Specific explanations are provided as follows. A LCD of ADS mode comprises an array substrate, a color filter substrate, and a liquid crystal layer interposed therebetween. Each pixel region is defined on an array substrate by a gate line and a data line which are formed to intersect with each other, and a switching device is disposed at an intersection of the gate line and the data line. The pixel region comprises a first transparent electrode and a second transparent electrode, wherein the second transparent electrode is a slit-like electrode, and the first transparent electrode and the second transparent electrode are separated from each other by an insulating layer. The first transparent electrode together with the second transparent electrode produces an electrical field that effects on liquid crystal molecules in a liquid crystal layer, thereby controlling the light transparency and forming a high-quality picture.
The electrical field for smoothly acting on the liquid crystal molecules in the liquid crystal layer is suitably generated at a boundary region between a slit and an elongated strip of the second transparent electrode by the LCD of ADS mode. Upon being etched, the strip of the second transparent electrode requires to approximately keep at a standard value of 4 μm, so that the light transmittance can be well controlled, and undesired visual effects, such as pictures with over-brightness, too large chromatic aberration, and etc., can be avoided as much as possible.
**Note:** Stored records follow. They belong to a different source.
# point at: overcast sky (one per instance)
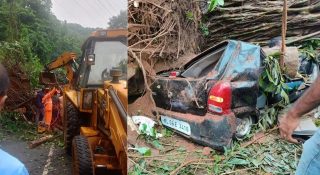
(88, 13)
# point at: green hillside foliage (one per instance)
(31, 36)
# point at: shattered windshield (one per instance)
(108, 55)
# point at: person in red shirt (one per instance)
(47, 102)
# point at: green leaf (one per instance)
(213, 4)
(143, 128)
(220, 2)
(144, 151)
(237, 161)
(284, 95)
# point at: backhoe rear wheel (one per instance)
(71, 125)
(82, 160)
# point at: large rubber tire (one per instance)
(82, 160)
(71, 125)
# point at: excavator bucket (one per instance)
(47, 78)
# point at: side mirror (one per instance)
(91, 59)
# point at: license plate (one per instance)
(181, 126)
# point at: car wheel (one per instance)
(82, 160)
(244, 127)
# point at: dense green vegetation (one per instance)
(30, 35)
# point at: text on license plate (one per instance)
(181, 126)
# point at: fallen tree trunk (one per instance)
(40, 141)
(258, 21)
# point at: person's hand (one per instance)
(287, 124)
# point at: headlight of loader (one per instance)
(87, 102)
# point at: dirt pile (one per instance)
(20, 94)
(161, 31)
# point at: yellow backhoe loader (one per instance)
(95, 103)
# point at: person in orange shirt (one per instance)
(47, 102)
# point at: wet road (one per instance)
(46, 159)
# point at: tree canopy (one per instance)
(31, 35)
(119, 21)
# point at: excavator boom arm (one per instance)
(62, 60)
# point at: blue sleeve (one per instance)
(10, 165)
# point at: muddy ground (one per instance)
(37, 160)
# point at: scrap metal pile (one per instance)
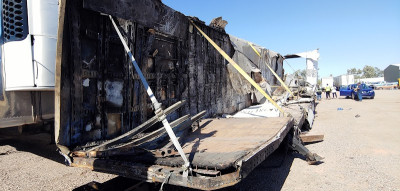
(146, 92)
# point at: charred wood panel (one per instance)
(107, 97)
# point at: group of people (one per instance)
(328, 91)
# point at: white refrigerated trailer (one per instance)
(28, 51)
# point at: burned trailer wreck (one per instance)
(106, 120)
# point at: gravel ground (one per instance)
(361, 153)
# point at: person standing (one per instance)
(319, 93)
(334, 92)
(328, 91)
(359, 91)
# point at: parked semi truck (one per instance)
(145, 92)
(28, 51)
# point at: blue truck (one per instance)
(350, 91)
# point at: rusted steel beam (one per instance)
(157, 173)
(141, 127)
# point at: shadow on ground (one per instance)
(38, 144)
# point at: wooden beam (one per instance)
(311, 138)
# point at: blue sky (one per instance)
(348, 33)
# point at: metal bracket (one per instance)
(312, 158)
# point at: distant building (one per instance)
(392, 73)
(370, 80)
(343, 80)
(327, 80)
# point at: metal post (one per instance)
(157, 106)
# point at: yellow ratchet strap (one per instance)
(237, 67)
(276, 75)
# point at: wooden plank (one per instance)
(311, 138)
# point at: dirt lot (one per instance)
(361, 153)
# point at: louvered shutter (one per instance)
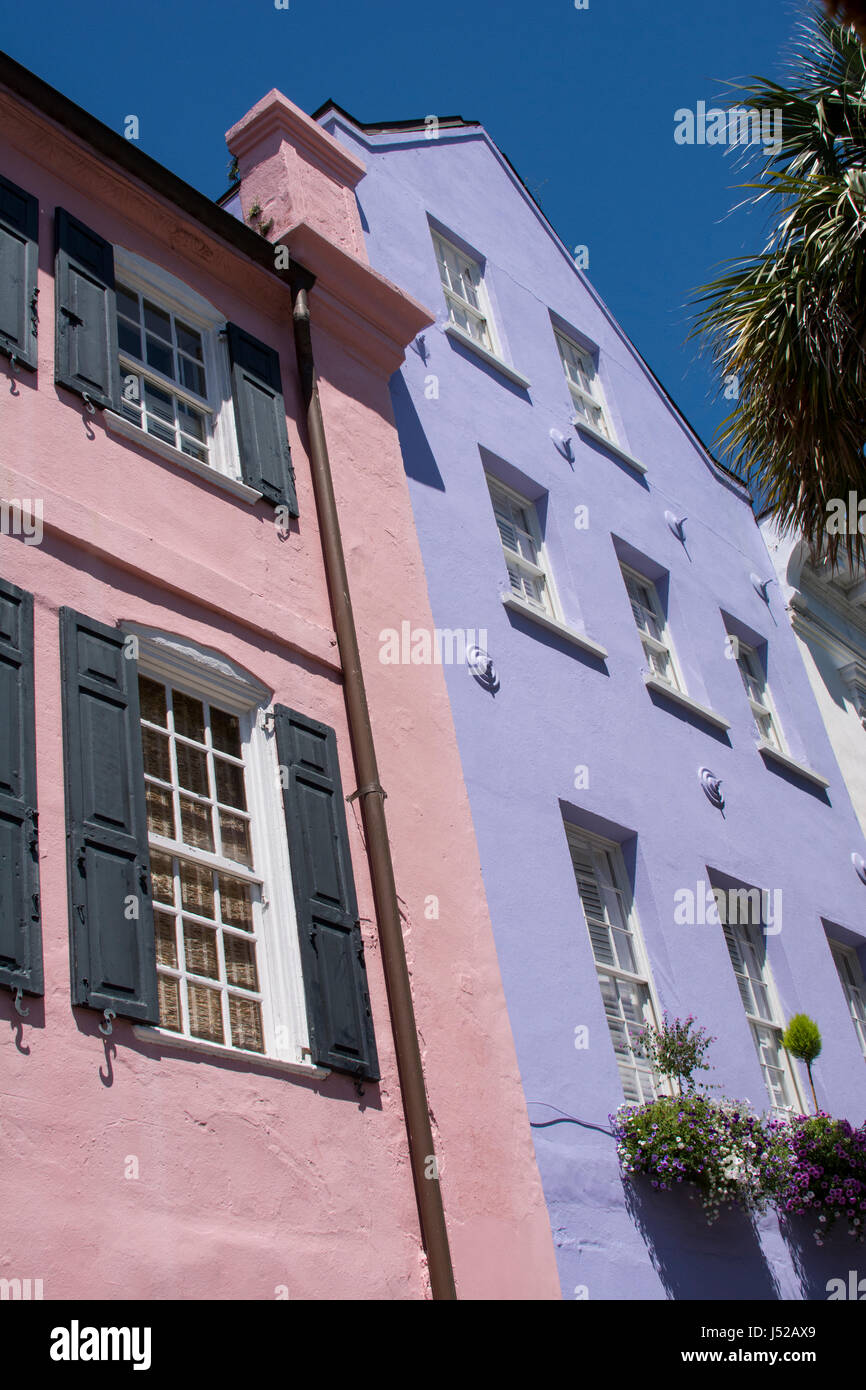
(20, 920)
(111, 937)
(266, 459)
(331, 947)
(85, 357)
(18, 256)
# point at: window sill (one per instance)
(487, 356)
(552, 624)
(608, 444)
(120, 426)
(231, 1054)
(680, 698)
(786, 761)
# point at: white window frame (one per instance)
(610, 854)
(762, 708)
(175, 298)
(540, 570)
(210, 676)
(590, 399)
(854, 986)
(469, 267)
(662, 644)
(745, 934)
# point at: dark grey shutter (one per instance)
(331, 948)
(18, 256)
(85, 357)
(111, 938)
(266, 459)
(20, 926)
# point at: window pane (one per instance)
(200, 950)
(206, 1014)
(246, 1023)
(196, 823)
(235, 902)
(166, 941)
(160, 812)
(235, 838)
(170, 1002)
(241, 962)
(188, 716)
(198, 888)
(152, 697)
(154, 749)
(230, 783)
(192, 767)
(161, 877)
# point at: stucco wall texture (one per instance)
(558, 709)
(249, 1180)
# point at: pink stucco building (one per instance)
(200, 1093)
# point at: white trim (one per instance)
(214, 677)
(570, 634)
(768, 751)
(655, 683)
(181, 1043)
(491, 359)
(120, 426)
(615, 448)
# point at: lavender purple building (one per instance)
(640, 731)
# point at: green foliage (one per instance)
(802, 1039)
(788, 324)
(676, 1050)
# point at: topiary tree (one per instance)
(802, 1039)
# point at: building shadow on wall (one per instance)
(816, 1265)
(692, 1260)
(417, 455)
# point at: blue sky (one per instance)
(581, 100)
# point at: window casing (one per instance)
(854, 986)
(228, 959)
(619, 957)
(758, 995)
(524, 556)
(649, 620)
(584, 385)
(464, 293)
(174, 366)
(755, 683)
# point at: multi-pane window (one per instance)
(207, 898)
(754, 679)
(619, 959)
(163, 374)
(520, 538)
(584, 385)
(751, 969)
(649, 620)
(851, 977)
(464, 293)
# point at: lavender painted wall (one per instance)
(558, 708)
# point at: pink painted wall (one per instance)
(249, 1179)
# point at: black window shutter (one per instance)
(266, 459)
(331, 947)
(20, 923)
(86, 313)
(111, 937)
(18, 256)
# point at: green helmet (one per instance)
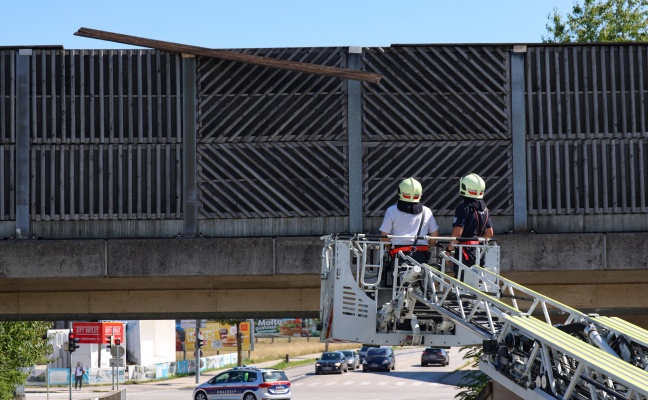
(472, 186)
(410, 190)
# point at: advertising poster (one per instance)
(300, 327)
(218, 336)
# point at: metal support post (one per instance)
(197, 352)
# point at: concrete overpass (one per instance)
(279, 277)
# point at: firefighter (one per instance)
(408, 217)
(471, 219)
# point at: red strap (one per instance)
(408, 249)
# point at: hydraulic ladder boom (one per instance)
(585, 357)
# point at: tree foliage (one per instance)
(21, 346)
(600, 21)
(474, 381)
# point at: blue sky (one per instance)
(288, 23)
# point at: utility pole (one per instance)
(197, 352)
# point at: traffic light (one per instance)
(200, 342)
(110, 341)
(72, 342)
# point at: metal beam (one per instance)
(354, 126)
(230, 55)
(518, 138)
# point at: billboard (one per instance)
(300, 327)
(218, 336)
(96, 332)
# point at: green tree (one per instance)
(474, 381)
(21, 345)
(600, 21)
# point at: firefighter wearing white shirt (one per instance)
(408, 217)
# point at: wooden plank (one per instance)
(230, 55)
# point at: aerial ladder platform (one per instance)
(368, 298)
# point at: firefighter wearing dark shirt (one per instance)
(472, 219)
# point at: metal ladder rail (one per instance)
(610, 329)
(596, 363)
(589, 369)
(461, 302)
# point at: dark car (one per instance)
(331, 361)
(380, 358)
(245, 383)
(435, 356)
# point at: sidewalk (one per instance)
(185, 382)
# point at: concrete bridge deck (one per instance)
(261, 277)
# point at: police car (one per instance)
(245, 383)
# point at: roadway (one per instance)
(408, 381)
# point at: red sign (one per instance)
(96, 332)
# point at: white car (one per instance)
(245, 383)
(353, 359)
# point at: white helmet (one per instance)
(472, 186)
(410, 190)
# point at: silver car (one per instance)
(353, 359)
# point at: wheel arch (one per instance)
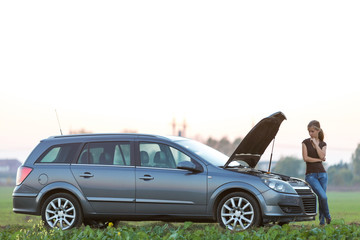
(62, 187)
(226, 189)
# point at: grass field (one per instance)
(344, 206)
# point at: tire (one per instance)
(61, 210)
(238, 211)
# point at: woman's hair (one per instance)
(316, 124)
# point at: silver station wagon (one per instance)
(75, 179)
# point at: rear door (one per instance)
(161, 188)
(106, 174)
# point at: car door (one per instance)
(106, 176)
(161, 188)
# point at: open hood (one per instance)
(257, 140)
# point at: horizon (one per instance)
(222, 66)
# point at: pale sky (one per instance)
(107, 66)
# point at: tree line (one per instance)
(341, 174)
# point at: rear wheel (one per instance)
(238, 211)
(61, 210)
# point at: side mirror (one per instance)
(186, 165)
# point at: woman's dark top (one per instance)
(316, 167)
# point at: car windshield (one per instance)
(209, 154)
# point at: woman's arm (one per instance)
(307, 158)
(321, 152)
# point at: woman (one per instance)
(314, 153)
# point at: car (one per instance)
(75, 179)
Currently, the slit and the elongated strip in the second transparent electrode can be obtained by a patterning process on the second transparent electrode, which is specifically as follows:
1) forming a layer of transparent electrode film on an array substrate;
2) applying photoresist on the transparent electrode film;
3) disposing a mask plate (comprising a light-transmitting portion and a light-blocking portion) over the substrate obtained in the step 2) and exposing, so that a portion of the photoresist is irradiated and denaturized;
4) developing the substrate, and then removing the portion of the photoresist;
5) etching the substrate, and then removing the portion of the transparent electrode film not being protected by the photoresist, thus a pattern is achieved. In an example of using positive photoresist, the portion of the photoresist which is irradiated by the light is denaturized and removed during the developing; the transparent electrode film under the photoresist not being irradiated is not etched so as to remain. Therefore, as for the second transparent electrode, the slit corresponds to the light-transmitting portion of the mask plate, and the elongated strip corresponds to the light-blocking portion of the mask plate. If negative photoresist is used, the positions corresponding to the light-transmitting portion and the light-blocking portion are reversed.
By taking positive photoresist as an example, an exposure process is performed on the second transparent electrode through a mask plate which has a configuration as shown in FIG. 1 and comprises elongated strips 11 and slits 12. The second transparent electrode is formed with a configuration as shown in FIG. 1 after other patterning processes, which comprises elongated strips with a width of 4 μm, and slits with a width of 6 μm.
However, the inventor found that over etching or inadequate etching may appear when the second transparent electrode is patterned by a patterning process in a prior art, due to some of the following reasons: instable controlling of light-exposure quantity, instable conditions for developing, inaccurate etching time, variation in concentration of the etching liquid, etc. As a result, the width of the elongated trips of the second transparent electrode cannot maintain at around 4 μm, which will lead to an excessive off-set from a standard width of elongated strip of the second transparent electrode, so that the obtained light transmittance may not be good. Referring to FIG. 1, for instance, it shows a shape and size of an electrode pattern in an existing array substrate (which corresponds to the shape and size of an electrode pattern of the mask plate being used), wherein the electrode pattern comprises elongated strips with a width of 4 μm and slits with a width of 6 μm. Provided that over exposing occurs during exposing, too much photoresist will be removed. In this case, the transparent electrode film under no protection is etched, which leads to an over etching phenomenon, i.e., the width of the elongated strips of the second transparent electrode is smaller than 4 μm; otherwise, the width of the elongated strips is greater than 4 μm.